Sermon: The Word Became Flesh

John 1:1-14

The scene has been set, although we cannot tell if it is day or night, winter, or spring but none of that matters. A couple has been walking for days and has finally reached their destination. They have come for the count, ordered by the state. When they arrive, they find there is no room. Perhaps they are staying with family, and more of them arrived than previously thought. Maybe they know no one, so they are knocking on doors looking for a place to stay. The time is coming close, and the woman is about to give birth.

They happen upon a humble cave, or so the story goes, when in actuality, we do not know, nor does it matter. What matters is they found a place and have settled in; it won’t be long now. The baby is born, it is her first, and they wrapped him in bands of cloth and placed him in the only space available, the place where the animals eat their food.

The origins of this little one are strange, to say the least, and they are about to get stranger as shepherds and others start to arrive to see this newborn baby. They come from far and near with the most amazing stories of how they heard about the arrival of this little one. They bring what they have, but most of them just bring themselves. They kneel and pray and thank God for this miracle, for as St. John has put it in his Gospel that we heard this morning, the Word has become flesh and now dwells among us.

This is the heart and essence of the Christmas story; God poured God’s own self into human form. The eternal Word of God – God’s proactive agent in all of creation, even life itself, in a paradoxical condescension took form as a baby of the humblest origins.

But there are questions many questions.

The answers lie back at the very start of creation itself, for, in the beginning, the Word was with God. The Word was present at the moment of the creation of all and is now physically present at the new creation. The Word is the eternal Son of God; the fact that John wrote that the Word WAS with God indicates that the Word has no beginning and is not created. But John says that the Word was WITH God. The Word is a distinct person from the Creator, but they are in eternal Communion together.

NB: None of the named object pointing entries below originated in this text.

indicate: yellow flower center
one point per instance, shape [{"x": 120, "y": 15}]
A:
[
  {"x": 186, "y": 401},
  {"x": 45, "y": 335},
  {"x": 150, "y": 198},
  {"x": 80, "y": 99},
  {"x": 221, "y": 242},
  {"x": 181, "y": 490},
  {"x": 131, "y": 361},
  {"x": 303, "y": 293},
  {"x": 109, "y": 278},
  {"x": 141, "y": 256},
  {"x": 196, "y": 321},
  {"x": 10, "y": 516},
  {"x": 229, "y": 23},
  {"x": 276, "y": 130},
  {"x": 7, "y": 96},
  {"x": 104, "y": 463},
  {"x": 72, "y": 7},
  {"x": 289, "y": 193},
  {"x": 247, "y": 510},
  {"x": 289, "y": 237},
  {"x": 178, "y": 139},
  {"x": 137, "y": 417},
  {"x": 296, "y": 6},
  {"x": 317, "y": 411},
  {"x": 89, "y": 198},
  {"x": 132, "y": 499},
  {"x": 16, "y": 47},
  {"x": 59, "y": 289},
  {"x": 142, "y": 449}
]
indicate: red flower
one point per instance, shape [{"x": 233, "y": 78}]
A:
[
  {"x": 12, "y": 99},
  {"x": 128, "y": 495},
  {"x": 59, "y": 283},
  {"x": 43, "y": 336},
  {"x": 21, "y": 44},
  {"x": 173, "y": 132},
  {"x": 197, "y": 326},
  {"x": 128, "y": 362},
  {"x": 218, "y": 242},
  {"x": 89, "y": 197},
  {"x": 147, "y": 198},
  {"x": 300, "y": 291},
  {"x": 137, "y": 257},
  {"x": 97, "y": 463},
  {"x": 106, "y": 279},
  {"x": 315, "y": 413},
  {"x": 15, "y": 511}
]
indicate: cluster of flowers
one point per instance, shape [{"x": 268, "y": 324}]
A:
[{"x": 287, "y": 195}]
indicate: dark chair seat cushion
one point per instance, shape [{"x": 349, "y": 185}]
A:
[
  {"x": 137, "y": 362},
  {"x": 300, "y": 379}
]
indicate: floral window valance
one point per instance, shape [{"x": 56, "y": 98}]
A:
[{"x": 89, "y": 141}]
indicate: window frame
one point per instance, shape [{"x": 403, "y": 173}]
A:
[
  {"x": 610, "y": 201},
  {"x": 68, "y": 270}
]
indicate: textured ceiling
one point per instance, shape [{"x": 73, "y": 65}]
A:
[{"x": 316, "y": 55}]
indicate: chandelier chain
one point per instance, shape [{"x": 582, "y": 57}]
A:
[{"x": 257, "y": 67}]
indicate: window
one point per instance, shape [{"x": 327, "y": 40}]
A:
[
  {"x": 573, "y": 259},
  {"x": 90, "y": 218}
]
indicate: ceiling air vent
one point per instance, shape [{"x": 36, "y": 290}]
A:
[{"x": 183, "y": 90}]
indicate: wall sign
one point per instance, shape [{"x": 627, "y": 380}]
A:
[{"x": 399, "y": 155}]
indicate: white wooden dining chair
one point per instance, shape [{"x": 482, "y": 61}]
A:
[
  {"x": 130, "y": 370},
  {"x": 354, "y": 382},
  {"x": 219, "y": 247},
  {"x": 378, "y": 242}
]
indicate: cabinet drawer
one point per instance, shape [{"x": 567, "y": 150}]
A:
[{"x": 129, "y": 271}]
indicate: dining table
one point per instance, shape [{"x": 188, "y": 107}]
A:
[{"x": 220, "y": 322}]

But there is more to the story.

Back “in the beginning,” when everything was being created, the Creator took the dust from the ground and, with the Creator’s own hands, fashioned humanity in the very image and likeness of the Creator. God then breathed the breath of life into this new creation’s nostrils and animated humanity. Of all other living beings, humanity is the only one fashioned by the hands of the Creator and animated with the Creator’s breath.

We read on to see that the Creator then places humanity in a garden, paradise where humanity has everything it will need. However, the Creator also gives this creation something else, free will. Humanity has the freedom to choose, and humanity exercises that freedom which places it outside of paradise and separated from the Creator. Humanity mourns the loss of this intimate relationship with its Creator and longs for the days when they will be reunited.

As Christians, we emphasize the resurrection story, and rightly so. There is much to be celebrated for Jesus once and for all overcomes death. No longer are we just to die, but we will have life everlasting with the Creator and all of those we love. But the resurrection of Jesus was not the incident that repaired the relationship. God did not send Jesus, the Eternal Word of God, to be sacrificed on the cross, the symbol of the state’s power. No, God sent Jesus to walk with creation again and provide the way of eternal life. The strained relationship between God and humanity was not repaired by some horrific, bloody sacrifice but by the birth of a tiny baby, born of the humblest of means to an unwed mother in the poorest of the poorest land. God chose that moment and that place to restore the relationship.

Sometimes it is hard to grasp this concept that God loved creation to such an extent that God willingly took on the form of creation to come and show humanity the new way, the way of love. This was a revolutionary idea, so revolutionary was this idea of love and equality, that humanity rebelled again and killed the Creator. So revolutionary was this idea of love that humanity was willing to kill, kill the very essence of that love.

Jesus was not crucified to fulfill some long-ago debit meted out by a vengeful blood-thirsty God; no Jesus was killed by an establishment that was so afraid of losing its power and influence that it had to resort to violence and coercion to stay in power and relevance.

God charted a much different course for humanity and came to show us this new way. We are to love and care for all of humanity. In the birth of this baby, we are reminded that all of humanity is created in the image and likeness of God and that divine spark is the reason for this love and care that we are to show to one another.

The miracle of the birth of Jesus is that it transcends and race or nationality, and no one group can claim ownership of the Creator, for the Creator of all belongs to all regardless of the station of their birth. The Good News of the love of God is now available to all irrespective of the ability of one to pay for it.

The story of Christmas, the real story of Christmas, is about love, for all of humanity and for all of creation.

Christmastide has now entered the 9th day. Many of us have probably taken the decorations down and packed them away for another year, and stores have moved on the next holiday on the list. But the Spirit and message of Christmas cannot be contained to only 12 days, the Spirit and message of Christmas transcend time, and it is up to us to make sure that message of love continues.

In a few moments, we will metaphorically gather around this table where Jesus will become present to us in the gifts of bread and wine. We will ask the Holy Spirit to come upon these gifts and all of us to sanctify and make them and us Holy. We will share from the common loaf and common cup this union of Creator and creation. We do not determine who is worthy to come, for none of us are worthy of our own doing but only by the grace of God poured out can we become worthy.

We do not use this Sacrament of love as a means of separation or reward but as a balm that heals the soul and brings us closer together. If we take nothing else away from this Christmas season, take away the knowledge, the true knowledge that God loves each of us just the way we are and wants us to make sure others know that they are loved just the way they are.

The heart and essence of Christmas is love, the heart and essence of the Gospel is love, the heart and essence of our spiritual life is love, love of God, and love of everyone.